The above measures come with, effectively, a redirection of public monies. It has been found that the general public would support measures to support NHS workers, even if those meant further public expenditure. Compared to 14 of its European counterparts, the UK invested less in healthcare over the last decade. The question of opportunity costs arises; HMG can allocate more funds to the NHS, but which other public bodies would see budget cuts? E.g. reducing the Department of Justice’s budget may lead to more criminals being left out on the streets, and more knife-injury patients needing emergency services. Using a framework for this effect may be beneficial.

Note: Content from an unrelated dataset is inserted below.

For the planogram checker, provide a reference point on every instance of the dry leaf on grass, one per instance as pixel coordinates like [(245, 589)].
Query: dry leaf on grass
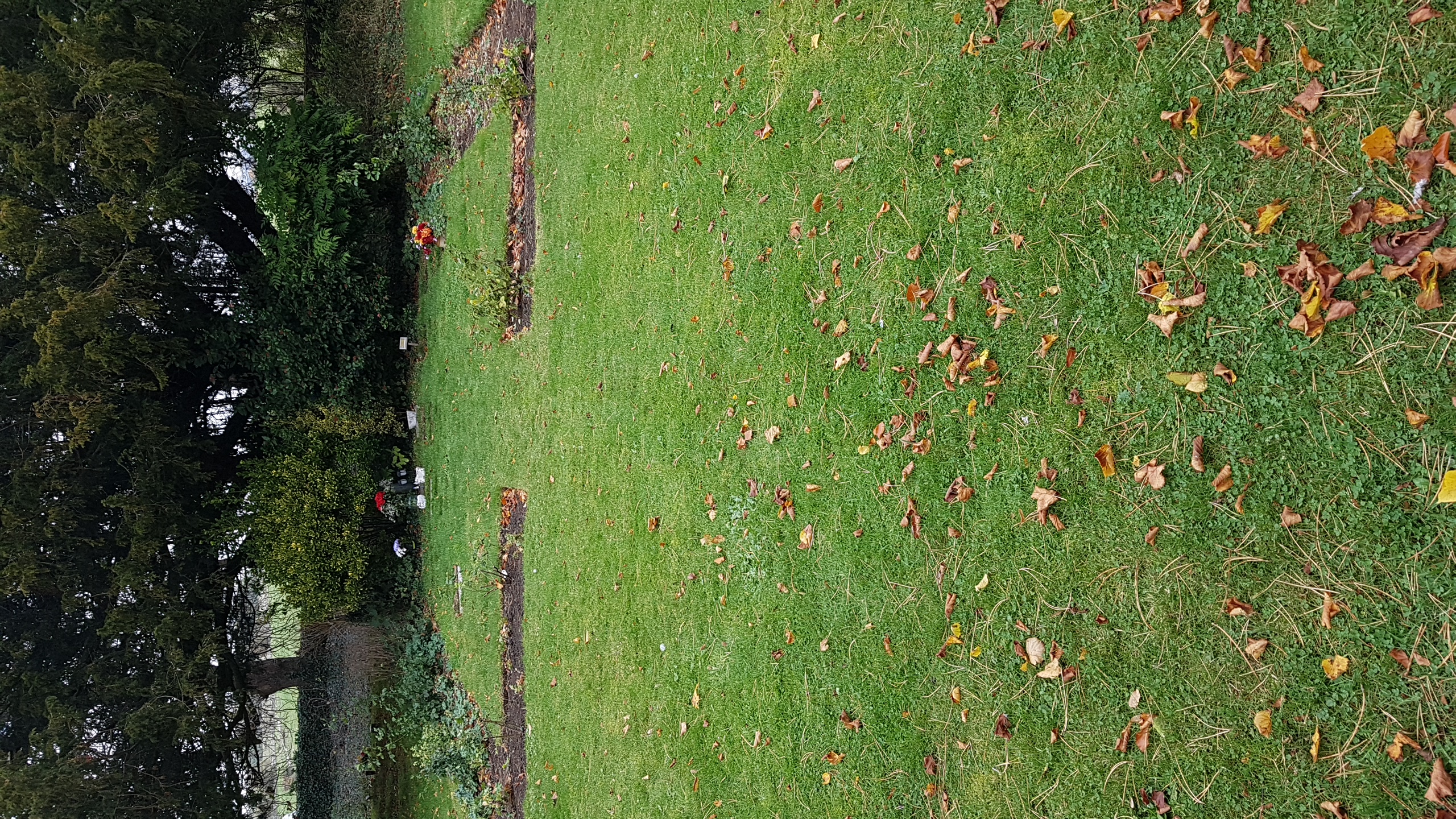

Once allocated to the Department of Health and Social Care, funds should be split fairly between social and health services so to be effective; HMG is making available a total of £750 million to support discharge-related social care. Within the NHS, how do we prioritise which services need more money, or need it first? The UK is already highly cost-efficient through health technology assessments by the National Institute for Health and Care Excellence. Perhaps investing in more staff, e.g. attracting more by increasing salaries? However, more staff in buildings not fit for purpose will only go so far. Updating facilities would help, but not if insufficiently staffed; replacing equipment is important but if facilities are not well ventilated and insulated, even premium equipment faces limitations. Prioritisation becomes a challenging task, requiring appropriate analyses, task forces and effective management of expectations.
A multi-factorial crisis
A resilient health system is aware of its weaknesses and adaptive in the face of challenges. But where to start? Ongoing pressures require urgent attention from policymakers; growing demand for healthcare, broken care pathways, and under-resourcing are putting the NHS under unprecedented strain. It’s imperative that we invest in solutions that will improve capacity, enabling the system to weather future crises.